If (x - a) is a factor of polynomial f(x), then remainder f(a) = 0.

⇒ x + 2 = 0

⇒ x = -2.

Since, x + 2 is a factor of x³ + ax + b

∴ Remainder = 0.

⇒ (-2)³ + (-2)a + b = 0

⇒ -8 - 2a + b = 0

⇒ b = 2a + 8 …………….(1)

x - 3 = 0

⇒ x = 3.

Since, x - 3 is a factor of x³ + ax + b

∴ Remainder = 0.

⇒ (3)³ + (3)a + b = 0

⇒ 27 + 3a + b = 0

⇒ b = -27 - 3a …………….(2)

From (1) and (2), we get:

⇒ 2a + 8 = -27 - 3a

⇒ 2a + 3a = -27 - 8

⇒ 5a = -35

⇒ a = $\dfrac{-35}{5}$

⇒ a = -7.

Substituting value of a in equation (1), we get :

⇒ b = 2a + 8 = 2 × -7 + 8 = -14 + 8 = -6.

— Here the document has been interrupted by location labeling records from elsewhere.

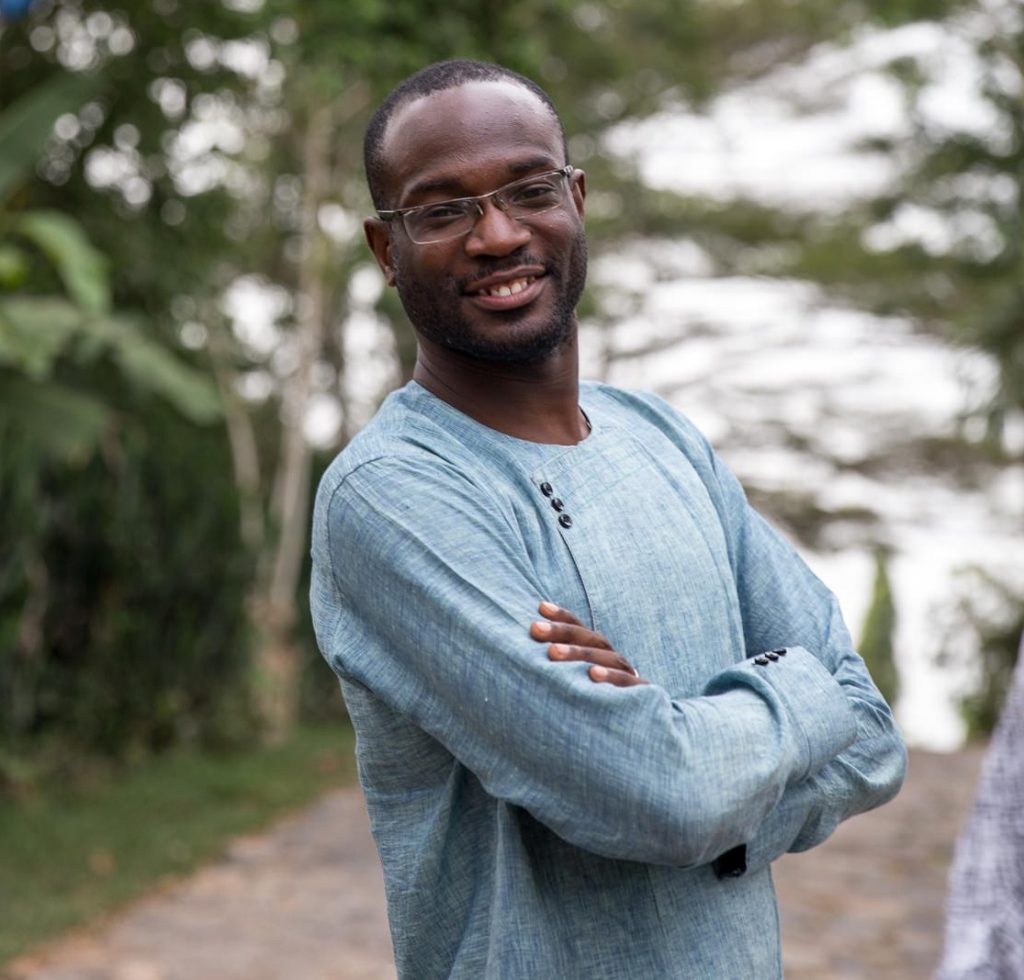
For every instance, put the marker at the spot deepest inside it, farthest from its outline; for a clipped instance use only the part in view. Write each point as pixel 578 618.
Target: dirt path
pixel 305 900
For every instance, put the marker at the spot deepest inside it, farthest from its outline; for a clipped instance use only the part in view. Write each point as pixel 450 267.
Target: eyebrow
pixel 456 187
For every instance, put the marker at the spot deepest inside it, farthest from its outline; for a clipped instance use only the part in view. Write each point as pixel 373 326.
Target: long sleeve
pixel 423 594
pixel 783 603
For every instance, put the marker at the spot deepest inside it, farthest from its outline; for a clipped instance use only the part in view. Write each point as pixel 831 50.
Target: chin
pixel 524 347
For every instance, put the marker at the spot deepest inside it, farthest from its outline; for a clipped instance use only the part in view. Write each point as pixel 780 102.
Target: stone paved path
pixel 304 901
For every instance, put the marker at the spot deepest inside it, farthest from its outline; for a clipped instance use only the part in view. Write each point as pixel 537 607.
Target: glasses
pixel 428 223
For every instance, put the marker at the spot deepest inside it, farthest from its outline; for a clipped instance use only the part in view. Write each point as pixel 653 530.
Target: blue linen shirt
pixel 532 823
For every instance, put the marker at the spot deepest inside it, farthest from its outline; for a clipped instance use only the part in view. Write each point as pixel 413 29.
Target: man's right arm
pixel 424 595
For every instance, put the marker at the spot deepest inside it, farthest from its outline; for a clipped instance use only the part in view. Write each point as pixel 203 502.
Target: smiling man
pixel 595 694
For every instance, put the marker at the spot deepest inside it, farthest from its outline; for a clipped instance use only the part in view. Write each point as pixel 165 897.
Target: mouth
pixel 508 291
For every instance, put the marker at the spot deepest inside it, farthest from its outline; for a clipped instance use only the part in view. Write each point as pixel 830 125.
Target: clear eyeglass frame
pixel 521 200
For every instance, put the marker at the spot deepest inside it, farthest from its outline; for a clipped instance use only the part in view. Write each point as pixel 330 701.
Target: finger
pixel 602 675
pixel 600 656
pixel 567 633
pixel 557 613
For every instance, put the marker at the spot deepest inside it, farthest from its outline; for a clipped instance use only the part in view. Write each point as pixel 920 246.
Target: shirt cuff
pixel 812 699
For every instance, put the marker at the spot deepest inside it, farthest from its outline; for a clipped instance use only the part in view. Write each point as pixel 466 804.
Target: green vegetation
pixel 71 857
pixel 878 634
pixel 155 470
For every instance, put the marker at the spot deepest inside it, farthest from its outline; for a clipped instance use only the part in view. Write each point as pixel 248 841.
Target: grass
pixel 66 860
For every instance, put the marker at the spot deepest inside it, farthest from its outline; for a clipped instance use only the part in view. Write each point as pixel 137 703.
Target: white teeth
pixel 508 289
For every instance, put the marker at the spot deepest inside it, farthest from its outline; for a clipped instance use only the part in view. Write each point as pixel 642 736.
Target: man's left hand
pixel 570 640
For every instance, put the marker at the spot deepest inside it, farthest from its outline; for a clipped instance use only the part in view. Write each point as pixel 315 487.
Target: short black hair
pixel 435 78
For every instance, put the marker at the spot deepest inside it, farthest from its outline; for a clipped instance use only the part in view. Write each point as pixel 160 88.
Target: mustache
pixel 505 264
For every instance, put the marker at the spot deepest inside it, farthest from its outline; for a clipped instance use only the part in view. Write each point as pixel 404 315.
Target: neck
pixel 539 402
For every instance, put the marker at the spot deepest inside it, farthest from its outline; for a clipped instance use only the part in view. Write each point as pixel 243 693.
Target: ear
pixel 379 239
pixel 579 190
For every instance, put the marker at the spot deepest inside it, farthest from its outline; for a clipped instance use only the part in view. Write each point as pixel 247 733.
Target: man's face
pixel 470 140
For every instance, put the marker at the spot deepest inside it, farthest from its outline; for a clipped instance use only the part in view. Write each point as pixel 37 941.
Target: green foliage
pixel 983 635
pixel 879 632
pixel 62 241
pixel 122 589
pixel 71 856
pixel 26 126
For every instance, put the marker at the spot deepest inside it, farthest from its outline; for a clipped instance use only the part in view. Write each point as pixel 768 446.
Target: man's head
pixel 506 290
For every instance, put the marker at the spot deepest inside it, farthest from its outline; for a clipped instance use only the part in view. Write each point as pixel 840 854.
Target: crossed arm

f(x) = x³ + ax + b = x³ - 7x - 6.

Substituting x = -1 in f(x), we get :

⇒ (-1)³ - 7(-1) - 6

⇒ -1 + 7 - 6

⇒ -1 + 1

⇒ 0.

∴ (x + 1) is a factor of x³ - 7x - 6.

Hence, a = -7, b = -6 and (x + 1) is the remaining factor.